I will however patriotically soldier on with one review-let a day, with gaps for when I’m feeling pathologically lazy/worn out with the world/busy doing real d101 sorting out etc.

So onwards.

Silly old me forgot to mention Fighting Fantasy in my intro piece. “How could you!?!” you weep. Well I was focusing on RPGs and FF fine as it was and entry point and inspiration for us Brits into the wider field of D&D land was never a RPG. Well not my snobby 15 year old mind.  I kinda played with the nice Fighting Fantasy RPG, a simple but effective affair by Steve Jackson with a Tiger-Man-Thing jumping out of an exploding dice as a cover. I ran it once for my younger brother, which successfully introduced him to RPGs. Otherwise ignored it in favour for D&D. I was dimly aware of Advanced Fighting Fantasy by Marc Gascoigne when it came out, but I was bedazzled by the brilliance of RuneQuest at the time so it never registered. “Its not a proper role-playing game, its for Kids”, forgetting but five minutes ago I had been one of those kids.  Verily was I in my Kevin the Teenager phase.

So when Arion Games republished Advanced Fighting Fantasy as a 2nd Edition to much fanfare with a publishing deal with Cubicle 7 (which means it gets into your local gaming store), I felt honour bound to do my bit for Queen and Country and pick up a copy.

And I liked what I saw 🙂

Highlights for me personally.

  • Lots of Russ Nicholson art (YESSSSSSSSSSSSSSSSSSSSSS!)
  • The basic Fighting Fantasy game book system, expanded in all sorts of fun common sense ways.  For example basic FF has all damage being 2 stamina and Armour is never a factor.  Adv FF allows you to roll D6 to determine damage by weapon and reduces it by Armour type which again you roll a D6 against a short easy table (which you copy to your character sheet). There’s also a very groovy random dungeon creation method as well.
  • Its a complete RPG which is very newcomer friendly without being patronising. You could buy this for somebody new to RPGs and they could easily run a game with it. There’s tons of examples, advice, lots of print off and play example characters, and a couple of adventures. All squeezed in with a very inclusive system – monsters, GMs guidance, setting info, full magic systems – all in all a nice one book game.
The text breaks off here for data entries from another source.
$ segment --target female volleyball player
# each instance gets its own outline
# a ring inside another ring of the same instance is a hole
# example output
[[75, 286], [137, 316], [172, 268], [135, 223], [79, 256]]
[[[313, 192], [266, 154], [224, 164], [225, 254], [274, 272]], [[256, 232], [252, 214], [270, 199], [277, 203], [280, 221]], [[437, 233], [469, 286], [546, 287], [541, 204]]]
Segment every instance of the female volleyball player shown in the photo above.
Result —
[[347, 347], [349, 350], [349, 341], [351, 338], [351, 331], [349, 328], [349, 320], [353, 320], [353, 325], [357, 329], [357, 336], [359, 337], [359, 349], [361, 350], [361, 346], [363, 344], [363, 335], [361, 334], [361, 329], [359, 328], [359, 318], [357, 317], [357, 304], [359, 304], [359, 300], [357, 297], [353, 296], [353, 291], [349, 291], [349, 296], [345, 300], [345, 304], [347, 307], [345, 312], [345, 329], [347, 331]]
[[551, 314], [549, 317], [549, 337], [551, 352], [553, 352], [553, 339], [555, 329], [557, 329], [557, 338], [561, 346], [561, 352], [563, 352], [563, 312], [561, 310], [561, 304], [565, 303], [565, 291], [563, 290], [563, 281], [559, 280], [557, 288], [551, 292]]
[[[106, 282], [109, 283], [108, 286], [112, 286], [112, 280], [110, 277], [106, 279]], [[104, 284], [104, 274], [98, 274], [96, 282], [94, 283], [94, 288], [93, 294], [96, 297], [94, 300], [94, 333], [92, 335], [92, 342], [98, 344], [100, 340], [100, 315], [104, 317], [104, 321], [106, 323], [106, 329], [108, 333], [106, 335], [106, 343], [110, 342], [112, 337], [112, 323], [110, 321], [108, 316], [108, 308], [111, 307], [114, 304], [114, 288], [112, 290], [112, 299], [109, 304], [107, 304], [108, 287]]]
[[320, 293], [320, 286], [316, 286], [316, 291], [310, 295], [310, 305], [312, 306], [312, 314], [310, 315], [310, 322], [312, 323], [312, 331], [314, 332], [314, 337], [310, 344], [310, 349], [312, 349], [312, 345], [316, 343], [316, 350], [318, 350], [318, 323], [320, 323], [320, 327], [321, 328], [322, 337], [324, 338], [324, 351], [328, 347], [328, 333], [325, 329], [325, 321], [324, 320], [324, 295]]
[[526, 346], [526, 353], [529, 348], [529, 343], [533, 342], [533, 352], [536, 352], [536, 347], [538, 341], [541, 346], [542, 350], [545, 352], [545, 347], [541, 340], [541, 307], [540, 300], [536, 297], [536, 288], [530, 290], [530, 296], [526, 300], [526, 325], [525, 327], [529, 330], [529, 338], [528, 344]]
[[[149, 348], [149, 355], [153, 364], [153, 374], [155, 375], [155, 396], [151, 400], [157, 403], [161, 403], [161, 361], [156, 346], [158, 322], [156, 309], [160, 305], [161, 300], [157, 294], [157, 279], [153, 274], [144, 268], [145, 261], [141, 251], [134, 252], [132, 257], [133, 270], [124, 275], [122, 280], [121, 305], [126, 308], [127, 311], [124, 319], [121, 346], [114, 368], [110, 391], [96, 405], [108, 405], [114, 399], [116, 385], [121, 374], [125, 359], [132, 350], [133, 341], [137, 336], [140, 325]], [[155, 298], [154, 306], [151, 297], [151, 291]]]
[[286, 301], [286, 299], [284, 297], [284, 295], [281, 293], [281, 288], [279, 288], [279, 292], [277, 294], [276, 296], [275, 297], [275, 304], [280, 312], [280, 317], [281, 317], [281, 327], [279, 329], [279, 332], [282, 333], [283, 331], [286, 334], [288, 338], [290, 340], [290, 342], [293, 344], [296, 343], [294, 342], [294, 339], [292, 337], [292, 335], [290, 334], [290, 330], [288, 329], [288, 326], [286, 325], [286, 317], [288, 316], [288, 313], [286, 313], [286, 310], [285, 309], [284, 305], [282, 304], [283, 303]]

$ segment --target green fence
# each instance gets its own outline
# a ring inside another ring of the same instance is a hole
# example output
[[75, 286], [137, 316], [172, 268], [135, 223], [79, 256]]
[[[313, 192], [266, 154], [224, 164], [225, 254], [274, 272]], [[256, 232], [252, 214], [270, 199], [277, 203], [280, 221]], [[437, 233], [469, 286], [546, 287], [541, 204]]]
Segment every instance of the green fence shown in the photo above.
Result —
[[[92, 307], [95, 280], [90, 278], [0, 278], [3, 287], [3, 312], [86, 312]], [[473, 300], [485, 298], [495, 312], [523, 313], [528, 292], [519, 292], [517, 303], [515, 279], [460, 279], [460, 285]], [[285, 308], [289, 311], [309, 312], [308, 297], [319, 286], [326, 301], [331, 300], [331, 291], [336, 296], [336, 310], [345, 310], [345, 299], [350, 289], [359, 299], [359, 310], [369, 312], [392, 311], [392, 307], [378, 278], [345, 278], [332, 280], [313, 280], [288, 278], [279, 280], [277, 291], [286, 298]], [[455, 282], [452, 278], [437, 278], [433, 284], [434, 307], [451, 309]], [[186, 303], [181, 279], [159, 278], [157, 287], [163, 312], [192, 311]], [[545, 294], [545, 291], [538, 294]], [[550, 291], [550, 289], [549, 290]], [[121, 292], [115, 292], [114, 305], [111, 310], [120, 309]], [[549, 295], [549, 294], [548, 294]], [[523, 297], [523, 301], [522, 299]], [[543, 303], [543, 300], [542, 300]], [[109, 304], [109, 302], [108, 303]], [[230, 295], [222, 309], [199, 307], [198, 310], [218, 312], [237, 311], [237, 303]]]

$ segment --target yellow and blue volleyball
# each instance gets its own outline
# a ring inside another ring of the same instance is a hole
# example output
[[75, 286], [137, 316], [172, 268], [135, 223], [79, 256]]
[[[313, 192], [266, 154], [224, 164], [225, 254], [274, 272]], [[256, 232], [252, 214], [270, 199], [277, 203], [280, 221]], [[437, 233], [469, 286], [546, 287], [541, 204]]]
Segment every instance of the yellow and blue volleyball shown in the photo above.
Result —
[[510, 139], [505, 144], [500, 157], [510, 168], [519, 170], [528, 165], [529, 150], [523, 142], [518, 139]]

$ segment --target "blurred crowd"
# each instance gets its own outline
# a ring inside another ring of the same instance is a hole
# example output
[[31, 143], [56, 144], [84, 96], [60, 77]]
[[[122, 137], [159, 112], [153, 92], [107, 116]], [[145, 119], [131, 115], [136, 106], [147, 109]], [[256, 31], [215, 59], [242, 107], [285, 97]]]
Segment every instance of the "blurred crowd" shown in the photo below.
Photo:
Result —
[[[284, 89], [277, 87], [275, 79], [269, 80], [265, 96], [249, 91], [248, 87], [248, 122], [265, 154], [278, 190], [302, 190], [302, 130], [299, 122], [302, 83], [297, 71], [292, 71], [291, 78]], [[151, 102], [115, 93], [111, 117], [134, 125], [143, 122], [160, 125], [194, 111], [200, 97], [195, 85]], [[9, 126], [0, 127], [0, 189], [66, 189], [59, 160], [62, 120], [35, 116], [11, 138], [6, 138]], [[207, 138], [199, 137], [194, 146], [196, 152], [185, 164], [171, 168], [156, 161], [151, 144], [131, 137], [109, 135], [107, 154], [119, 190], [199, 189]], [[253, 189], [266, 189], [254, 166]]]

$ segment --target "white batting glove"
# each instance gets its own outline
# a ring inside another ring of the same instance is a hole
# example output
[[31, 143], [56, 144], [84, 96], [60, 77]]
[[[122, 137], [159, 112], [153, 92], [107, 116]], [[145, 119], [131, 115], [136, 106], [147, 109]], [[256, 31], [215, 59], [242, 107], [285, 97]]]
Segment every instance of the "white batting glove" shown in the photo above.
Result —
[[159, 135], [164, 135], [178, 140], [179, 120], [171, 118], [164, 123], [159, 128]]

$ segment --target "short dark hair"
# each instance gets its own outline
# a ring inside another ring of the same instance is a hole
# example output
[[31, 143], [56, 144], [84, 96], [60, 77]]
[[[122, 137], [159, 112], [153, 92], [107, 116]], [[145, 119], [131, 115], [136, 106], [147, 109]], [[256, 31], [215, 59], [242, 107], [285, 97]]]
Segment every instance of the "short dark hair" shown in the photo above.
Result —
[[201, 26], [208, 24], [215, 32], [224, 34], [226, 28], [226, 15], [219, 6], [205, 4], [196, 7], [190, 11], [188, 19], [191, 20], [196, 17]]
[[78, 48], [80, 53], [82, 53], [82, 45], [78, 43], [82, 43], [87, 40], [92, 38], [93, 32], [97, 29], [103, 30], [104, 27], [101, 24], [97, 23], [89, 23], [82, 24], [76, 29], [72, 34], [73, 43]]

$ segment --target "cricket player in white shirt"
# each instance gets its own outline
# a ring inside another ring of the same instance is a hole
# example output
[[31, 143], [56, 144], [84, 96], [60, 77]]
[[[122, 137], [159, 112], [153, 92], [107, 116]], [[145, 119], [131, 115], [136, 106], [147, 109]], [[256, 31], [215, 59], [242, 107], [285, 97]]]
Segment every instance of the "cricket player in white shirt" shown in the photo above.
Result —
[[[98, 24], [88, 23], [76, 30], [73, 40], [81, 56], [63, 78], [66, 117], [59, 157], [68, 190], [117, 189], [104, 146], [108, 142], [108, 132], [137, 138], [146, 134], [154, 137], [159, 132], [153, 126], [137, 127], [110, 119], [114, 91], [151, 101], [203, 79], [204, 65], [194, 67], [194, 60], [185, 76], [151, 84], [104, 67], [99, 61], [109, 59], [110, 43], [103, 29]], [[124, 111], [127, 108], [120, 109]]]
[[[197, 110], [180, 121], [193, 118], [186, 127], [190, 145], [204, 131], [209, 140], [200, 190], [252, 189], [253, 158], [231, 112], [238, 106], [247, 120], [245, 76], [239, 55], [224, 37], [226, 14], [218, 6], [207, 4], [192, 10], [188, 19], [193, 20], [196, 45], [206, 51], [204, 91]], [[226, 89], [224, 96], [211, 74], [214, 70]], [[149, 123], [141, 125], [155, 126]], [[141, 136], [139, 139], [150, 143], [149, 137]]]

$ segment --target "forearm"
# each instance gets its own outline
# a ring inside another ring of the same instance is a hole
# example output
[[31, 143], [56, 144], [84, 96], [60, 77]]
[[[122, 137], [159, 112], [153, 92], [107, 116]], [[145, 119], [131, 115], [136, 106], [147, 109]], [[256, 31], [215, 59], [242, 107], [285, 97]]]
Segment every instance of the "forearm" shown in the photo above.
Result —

Why this is important to the UK OSR?

  • Its Fighting Fantasy maaaannnnnnn! 🙂
  • Its an ideal starter RPG for young and old alike.  When the young Newtlings come of age and show interest old Dad will crack out Adv FF.
  • It oozes the atmosphere and feel of UK OSR. Not just the obvious Russ Nicholson art, but also the text.

Arion Games have also republished Titan and Out of the Pit, which are the setting guide and monster manual respectively. Although Adv FF also has a selection of bits from these books, pick up these two and you’ve got the ultimate UK OSR RPG. My hat is off in salute to Graham Bottley who put this edition together so lovingly 🙂

Related reading

If you want a complete chapter by chapter run down, along with what has been changed from the first version check this out.

 

3 thoughts on “12 Days of the UK OSR Day 4: Advanced Fighting Fantasy

  1. I was a bit “why do I need this product” about the new AFF until I bought it on a whim and I’m really glad I did. It’s an excellent book and I can’t disagree with any of the design changes and that’s coming from somebody who never saw the point of AFF in the late 80s/early 90s when we already had FF for really simple stuff and Red Box D&D for anything a bit more involved.

  2. I played Advanced Fighting Fantasy when it first came out, and our group were very impressed with it. I don’t now remember details, but it was simple enough to use first time with no thumbing through manuals at the table, and flexible enough to cope with all the generic-fantasy based things we wanted to do with it. Considering that RQ was our default system, that’s saying a lot.

  3. I just scored cheap copies of the first two AFF2 books (the rules, and monster books). Haven’t received them yet, but am looking forward to delving into them when they arrive. My friend Brian was quite complimentary to the game when it came out a year or two ago, but I was so mired down in fantasy RPGs at the time, I decided to give it a pass.

    Newt, out of curiosity, how do you think it compares to “Dragon Warriors”? I really like the ‘new-ish’ version of that game.